The Vagrancy Act has been used hundreds of times in Wales – 375 arrests between 2014 and 2018 – increasing the number of people experiencing homelessness implicated in the criminal justice system.
As the figures in Wales show an increase in Vagrancy arrests, here’s our response.
“Like the Welsh Government Future Generations pledge, we want to see a Wales with thriving communities, where people are not criminalised because of their housing situation – or lack thereof.
“The Wallich supported 2,871 people living a street-based lifestyle in Wales in 2018 and there’s been a 45% increase in the number of people sleeping rough in Wales between 2015-18.

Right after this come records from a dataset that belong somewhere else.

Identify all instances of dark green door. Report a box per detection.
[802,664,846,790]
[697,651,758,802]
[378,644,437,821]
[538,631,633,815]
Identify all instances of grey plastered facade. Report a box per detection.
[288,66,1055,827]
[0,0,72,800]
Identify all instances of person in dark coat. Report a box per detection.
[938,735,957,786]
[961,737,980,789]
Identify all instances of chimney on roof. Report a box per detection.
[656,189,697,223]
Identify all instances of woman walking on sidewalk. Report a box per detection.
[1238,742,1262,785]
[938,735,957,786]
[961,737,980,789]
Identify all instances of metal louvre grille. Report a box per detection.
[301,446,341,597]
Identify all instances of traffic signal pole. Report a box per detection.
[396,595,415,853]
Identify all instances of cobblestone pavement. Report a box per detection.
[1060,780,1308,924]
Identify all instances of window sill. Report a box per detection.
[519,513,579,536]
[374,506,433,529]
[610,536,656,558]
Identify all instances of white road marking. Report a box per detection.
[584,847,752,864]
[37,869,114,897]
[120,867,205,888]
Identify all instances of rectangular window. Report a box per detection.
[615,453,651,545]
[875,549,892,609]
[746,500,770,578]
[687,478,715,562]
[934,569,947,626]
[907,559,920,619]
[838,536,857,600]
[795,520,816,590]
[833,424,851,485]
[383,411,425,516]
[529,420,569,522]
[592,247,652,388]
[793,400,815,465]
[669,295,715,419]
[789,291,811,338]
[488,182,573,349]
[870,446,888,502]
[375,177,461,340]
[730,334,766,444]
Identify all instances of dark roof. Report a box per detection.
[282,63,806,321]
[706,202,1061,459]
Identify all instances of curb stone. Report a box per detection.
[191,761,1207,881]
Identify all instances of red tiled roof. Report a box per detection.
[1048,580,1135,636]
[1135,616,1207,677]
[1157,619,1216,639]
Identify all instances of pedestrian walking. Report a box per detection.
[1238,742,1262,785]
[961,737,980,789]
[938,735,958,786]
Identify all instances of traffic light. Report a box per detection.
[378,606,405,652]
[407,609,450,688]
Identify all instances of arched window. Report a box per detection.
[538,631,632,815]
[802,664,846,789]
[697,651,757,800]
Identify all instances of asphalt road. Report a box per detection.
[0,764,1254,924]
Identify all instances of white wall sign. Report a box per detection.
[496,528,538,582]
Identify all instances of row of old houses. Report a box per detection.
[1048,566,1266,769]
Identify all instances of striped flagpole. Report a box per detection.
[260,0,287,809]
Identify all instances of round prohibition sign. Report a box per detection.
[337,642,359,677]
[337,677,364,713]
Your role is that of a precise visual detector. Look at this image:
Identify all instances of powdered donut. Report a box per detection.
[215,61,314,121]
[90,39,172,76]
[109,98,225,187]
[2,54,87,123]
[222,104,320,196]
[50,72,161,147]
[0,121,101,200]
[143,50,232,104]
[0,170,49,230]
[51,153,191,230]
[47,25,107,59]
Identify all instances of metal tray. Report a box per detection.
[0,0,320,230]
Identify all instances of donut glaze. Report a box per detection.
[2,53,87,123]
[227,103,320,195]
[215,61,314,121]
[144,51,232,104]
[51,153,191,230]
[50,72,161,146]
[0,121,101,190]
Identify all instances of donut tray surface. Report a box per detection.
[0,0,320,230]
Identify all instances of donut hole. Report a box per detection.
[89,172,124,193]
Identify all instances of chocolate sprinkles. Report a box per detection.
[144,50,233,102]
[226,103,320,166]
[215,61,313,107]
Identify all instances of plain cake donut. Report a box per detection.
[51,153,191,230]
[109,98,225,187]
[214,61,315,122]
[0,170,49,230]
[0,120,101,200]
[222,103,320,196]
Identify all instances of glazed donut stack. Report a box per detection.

“Criminalising the people we support is extremely counter-productive. Vulnerable people are being given fines they cannot pay, resulting in unnecessary prison sentences, continuing the cycle of repeat homelessness and hindering any opportunity to move forward with their lives.

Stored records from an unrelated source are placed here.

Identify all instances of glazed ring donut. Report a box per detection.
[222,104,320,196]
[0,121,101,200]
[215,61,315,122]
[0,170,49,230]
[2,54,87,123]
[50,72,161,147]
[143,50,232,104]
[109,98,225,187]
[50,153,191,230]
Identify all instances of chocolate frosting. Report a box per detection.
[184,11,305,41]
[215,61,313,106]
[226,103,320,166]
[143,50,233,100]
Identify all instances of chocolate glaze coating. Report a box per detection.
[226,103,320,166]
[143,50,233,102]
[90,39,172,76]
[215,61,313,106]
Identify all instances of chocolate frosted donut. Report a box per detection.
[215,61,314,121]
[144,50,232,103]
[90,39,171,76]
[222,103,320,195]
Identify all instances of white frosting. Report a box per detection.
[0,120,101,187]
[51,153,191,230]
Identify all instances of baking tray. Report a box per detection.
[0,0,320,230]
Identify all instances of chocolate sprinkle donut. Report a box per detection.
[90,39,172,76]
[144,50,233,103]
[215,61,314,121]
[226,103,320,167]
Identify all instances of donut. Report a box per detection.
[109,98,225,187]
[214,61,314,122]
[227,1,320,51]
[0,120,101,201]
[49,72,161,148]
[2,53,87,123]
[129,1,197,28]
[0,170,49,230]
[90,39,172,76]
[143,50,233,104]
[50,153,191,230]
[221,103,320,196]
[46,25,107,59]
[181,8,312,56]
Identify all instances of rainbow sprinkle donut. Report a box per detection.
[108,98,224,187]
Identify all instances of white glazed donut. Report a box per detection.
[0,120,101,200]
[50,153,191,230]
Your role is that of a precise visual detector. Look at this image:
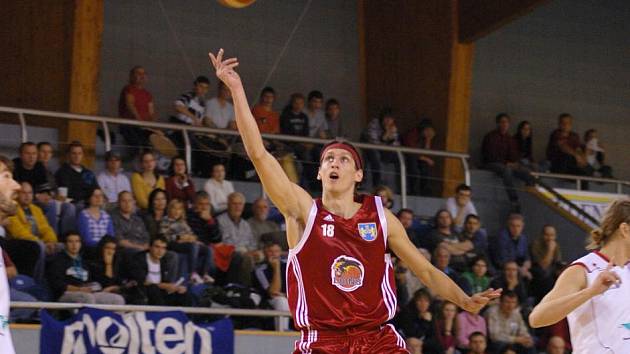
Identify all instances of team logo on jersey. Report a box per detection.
[330,255,365,292]
[359,222,378,241]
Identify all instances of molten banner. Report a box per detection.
[40,308,234,354]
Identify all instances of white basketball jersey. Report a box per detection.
[567,251,630,354]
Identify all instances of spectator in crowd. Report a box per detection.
[405,337,424,354]
[254,242,289,331]
[396,208,424,248]
[217,192,263,286]
[114,66,162,147]
[455,311,487,353]
[129,236,192,306]
[461,214,488,258]
[165,156,195,206]
[531,225,564,301]
[170,76,227,176]
[514,120,546,171]
[462,256,490,294]
[433,244,472,295]
[96,150,131,203]
[55,141,98,204]
[7,182,57,254]
[304,90,328,139]
[545,336,566,354]
[489,214,531,279]
[374,184,394,210]
[490,261,529,305]
[186,191,221,245]
[13,141,48,186]
[547,113,593,176]
[466,327,488,354]
[2,250,38,322]
[6,182,57,282]
[160,199,214,284]
[394,289,441,353]
[252,86,280,134]
[203,164,234,214]
[403,119,435,195]
[34,141,56,187]
[444,183,477,230]
[111,191,150,260]
[361,108,400,186]
[77,188,115,252]
[486,290,535,354]
[326,98,345,139]
[173,76,210,127]
[428,209,475,271]
[131,150,165,209]
[481,113,534,211]
[46,232,125,305]
[35,183,77,235]
[584,129,613,178]
[435,301,457,353]
[89,235,123,295]
[204,81,236,130]
[142,188,168,237]
[247,198,286,245]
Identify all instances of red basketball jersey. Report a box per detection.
[287,196,397,330]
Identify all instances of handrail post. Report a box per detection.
[396,151,407,208]
[460,157,472,187]
[18,112,28,143]
[182,129,192,171]
[101,120,112,151]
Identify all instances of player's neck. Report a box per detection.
[322,191,359,219]
[599,242,630,267]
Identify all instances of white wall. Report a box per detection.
[470,0,630,179]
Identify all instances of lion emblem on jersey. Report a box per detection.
[359,222,378,241]
[330,255,365,292]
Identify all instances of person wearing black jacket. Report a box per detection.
[55,141,98,203]
[127,236,192,306]
[46,232,125,305]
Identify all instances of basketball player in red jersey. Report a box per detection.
[209,49,500,354]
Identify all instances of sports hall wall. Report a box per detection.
[100,0,360,141]
[470,0,630,179]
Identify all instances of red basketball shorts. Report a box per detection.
[293,324,409,354]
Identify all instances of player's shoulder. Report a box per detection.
[571,250,610,273]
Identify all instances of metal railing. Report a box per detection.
[11,301,291,326]
[531,172,630,194]
[0,106,471,208]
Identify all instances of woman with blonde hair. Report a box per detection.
[529,197,630,354]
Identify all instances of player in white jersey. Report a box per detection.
[0,155,20,354]
[529,198,630,354]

“The Vagrancy Act is outdated and not fit-for-purpose. In terms of language, it’s open to interpretation in practice, but it is archaic in a legal sense too. The police have other, more modern laws, they can use in instances of anti-social behaviour.
“The Act is being used to prosecute people for sleeping rough. Being homeless is not a crime, and we have to make sure it doesn’t become one.
“We are disappointed that the number of arrests in Wales under the Vagrancy Act has gone up.
“Although the government is conducting a review, along with our partners across the UK, we are calling for the Act to be repealed altogether to stop the targeting of vulnerable people.”
The Vagrancy Act of 1824 is still used to criminalise people just for rough sleeping and begging across England and Wales.
We support its abolishment because the Act does nothing to tackle the causes of homelessness.